Whoever came up with the concept of the double dip in DVD is either a stark raving marketing genius, or the Devil's own disciple incarnate. It's interesting that, in the relatively short history of home theater mediums, only the digital versatile disc has seen the constant revamping and reissue of titles. VHS tended to take its magnetic tape trappings too loosely, determining that its low resolution results would never replace the theatrical experience. The closest it got to a commercial reconsideration was the letterboxed/widescreen offerings manufactured toward the end of its existence, a direct challenge of the threatening new technology. Laserdisc was never anything more than a collector's medium, and as a result, people were nonplused when a company like Criterion would release an elaborate production of a previously available film. Indeed, it wasn't until DVD came along, with its novel near perfect recreation of the theatrical experience that companies saw the potential in the constant and consistent retrofitting of its catalog.
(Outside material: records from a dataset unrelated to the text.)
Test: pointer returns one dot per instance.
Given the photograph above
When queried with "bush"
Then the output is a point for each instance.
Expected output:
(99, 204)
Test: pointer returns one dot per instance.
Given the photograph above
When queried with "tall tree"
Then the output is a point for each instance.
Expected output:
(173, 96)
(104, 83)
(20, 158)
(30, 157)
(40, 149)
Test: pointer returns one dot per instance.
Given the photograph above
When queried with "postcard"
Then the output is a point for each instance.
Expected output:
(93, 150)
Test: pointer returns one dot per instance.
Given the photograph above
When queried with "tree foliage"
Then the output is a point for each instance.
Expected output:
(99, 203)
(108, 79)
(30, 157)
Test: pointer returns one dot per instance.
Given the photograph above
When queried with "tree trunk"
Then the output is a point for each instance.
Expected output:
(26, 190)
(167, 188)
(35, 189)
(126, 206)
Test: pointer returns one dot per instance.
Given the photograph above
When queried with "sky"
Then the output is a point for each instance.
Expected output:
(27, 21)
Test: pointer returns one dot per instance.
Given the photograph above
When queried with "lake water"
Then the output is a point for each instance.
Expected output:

Before us today is a perfect example of this concept. Here are three films, only two of which have anything directly to do with the Monty Python's Flying Circus comedy troupe as a whole, and one of which has been offered before in the past in at least two differing versions. Somehow, they have been cobbled together (one sans an entire disc of bonus features) and placed in slim, trim digi-cases and given the glorified box set treatment. Usually reserved for some manner of courteous retrospective, collections should have some meaning or purpose to their presentation. But And Now For Something Completely Hilarious is nothing more than bottom feeder reconfiguration for the sake of a saleable item. You can almost feel the disingenuous glee of Sony/Columbia Tri-Star in placing this product on the market. They are hoping to confuse and abuse you, taking your hard earned cash and converting it into an incomplete Special Edition, the cinematic version of a Python show, and an appallingly bare bone version of one of the greatest film fantasies of all time. Sounds like a deal, huh? Or maybe it's just the typical cynical sound of the unnecessary double dip.
And now for something completely different...a little Python history:
Some may think that Monty Python's Flying Circus was a sudden inspiration from six certified savants, genius sprung forth pure and unsullied, like some kind of virgin birth. But as with all long lasting dynasties, a lot of hard work and many tough roads were hoed to get the state of Python perfection. The six core members of the troupe - John Cleese, Graham Chapman, Eric Idle, Terry Jones, Michael Palin and Terry Gilliam - had long histories in broadcasting. Many had started as writers for one of the UK's most prominent personalities - David Frost - and with his help (and their talent) each saw their fortunes bloom into recognizable success.
It was the foresight of British Broadcasting's head of comedy, Michael Mills - along with a script editor friend of the boys, Barry Took - that saw a coming together of the divergent teams. With their parent network turning a blind eye, and the boy's desire to emulate their favorite performers (including the laughter Lord they dethroned, Spike Milligan) a new form of sketch comedy program emerged. Cleese and Chapman (the Cambridge crew) had been experimenting with "formless" bits on At Last, The 1948 Show (skits that would lack beginnings, middles or ends) while Jones, Palin and Idle (the Oxford gang) had begun to perfect a kind of stream of consciousness conceit for Do Not Adjust Your Set. Along with Gilliam's absurd animation, the Pythons prepared their unpredictable foray into funny.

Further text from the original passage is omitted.